/ miércoles 21 de febrero de 2024

Autorretratos de hielo / Sinónimos y desempleos

Una de las experiencias más inquietantes para el transterrado de la calle Colón en Norteamérica, es perder el empleo en su ciudad natal y tener que rebuscarse la vida en otra lengua, en otra cultura, en fin, y también en otra forma de sobrevivir las pulmonías.

Pero, mejor entrar en materia… Cuando los trabajos remunerados escriben su punto final en la primera parte de nuestras historias (el día en que dejamos de ser tampiqueños de tiempo completo, eso es lo que quise decir aquí), la experiencia del desarraigo, la expulsión, el viaje incierto, el tímido desembarco en la isla de Montreal, todo eso nos hace sentir como aquel personaje de Kafka en “América”: almas capaces de cualquier cosa, ágiles para lavar platos o para dirigir empresas transnacionales, competentes para el aseo en los edificios públicos o genios insuperables de proyectos rimbombantes. Parafraseando aquel verso de Sabines, lo mismo nos creemos el capitán del barco que los cocineros, y, a pesar de todo, para cualquier migrante la desocupación representa un paréntesis hecho de lenguas y de angustias, una ruptura emparentada con los diccionarios y con los desasosiegos.

Al iniciar la búsqueda de nuestro primer trabajo en el Polo Norte, los desterrados tomamos un largo respiro hecho de esperanzas. Asimismo, muy pronto desarrollamos astucias nuevas y habilidades insólitas en el arte de pedir “chamba” (“curro” según dicen en Madrid, o “pega” en Valparaíso y también en Bolivia, o “pincha” allá en La Habana, y, por favor, cúlpese de mis distracciones a la juguetona riqueza de nuestra lengua)… Decía, pues, que al salir del ámbito natural de nuestros acentos, y por una rarísima ironía vivencial, la cesantía en otro idioma nos hace abrir habitaciones desconocidas en el sótano de nuestras almas. Incluso, a menudo nos sospecharemos muy ingeniosos cuando, al penetrar en el mercado laboral de la ciudad boreal, frecuentamos lugares que se nos parecen y sitios que nos reflejan, restaurantes de menús caribeños o bares latinos donde una tarde de Copa América tomé el rumbo de La Fiesta, sobre la calle Somerset, y yo acababa de llegar, mediaban los años noventa, y pagué una cerveza con un dinero que casi no tenía mientras miraba el partido de futbol con pasión mal disimulada.

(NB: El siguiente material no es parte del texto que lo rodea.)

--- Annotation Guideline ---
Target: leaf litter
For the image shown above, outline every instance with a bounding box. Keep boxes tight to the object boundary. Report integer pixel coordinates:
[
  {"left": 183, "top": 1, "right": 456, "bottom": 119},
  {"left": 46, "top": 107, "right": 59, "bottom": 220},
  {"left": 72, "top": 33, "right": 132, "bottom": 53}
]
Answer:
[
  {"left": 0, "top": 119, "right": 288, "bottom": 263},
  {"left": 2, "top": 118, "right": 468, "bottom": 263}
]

Conocí poca gente en esas mesas, aunque nadie digno de mención en estas líneas. El sitio rezumaba desencantos, así lo percibí, los peruanos estaban muy ocupados en ser peruanos en la televisión, nadie quería hablar de su trabajo, y lo mismo sucedía con los ecuatorianos y los argentinos y los hondureños, todos gritando goles que no importaban, acaso para olvidar la realidad de la expatriación. Y aunque cada cerveza invertida era un atentado contra la tristeza de mi bolsillo, volví un par de veces a La Fiesta confiado en que su propietario me orientase sobre cómo socializar en el destierro transhispánico: lo que debía hacer, me dijo, era solicitar “hueso” (en Bogotá le dicen “camello”, o “laburo” en Salta y Montevideo) en una franquicia de bebidas y pastelillos donde trabajaban muchos salvadoreños llegados a Canadá cuando la guerra.

En el mostrador, anunciado como en un tablero de honor, miré con sorpresa el apellido del gerente en la cafetería de marras: Rodríguez. Leerlo hacía presagiar una especie de familia extendida, era como un anuncio de complicidades, como un barrunto de algo parecido a la solidaridad. Me amarré el corazón para no anticipar milagros, le entregué la hojita del formulario y en español le informé que cualquier vacante sería ideal, pues yo apenas estaba aprendiendo a descifrar las veredas escarchadas de mi nueva realidad. El tal Rodríguez me miró con fastidio, acaso porque en su horario abundaban los latinoamericanos dando palos de ciego en busca de “camarón” (centroamericanismo para solicitar “jale”, si mal no me acuerdo).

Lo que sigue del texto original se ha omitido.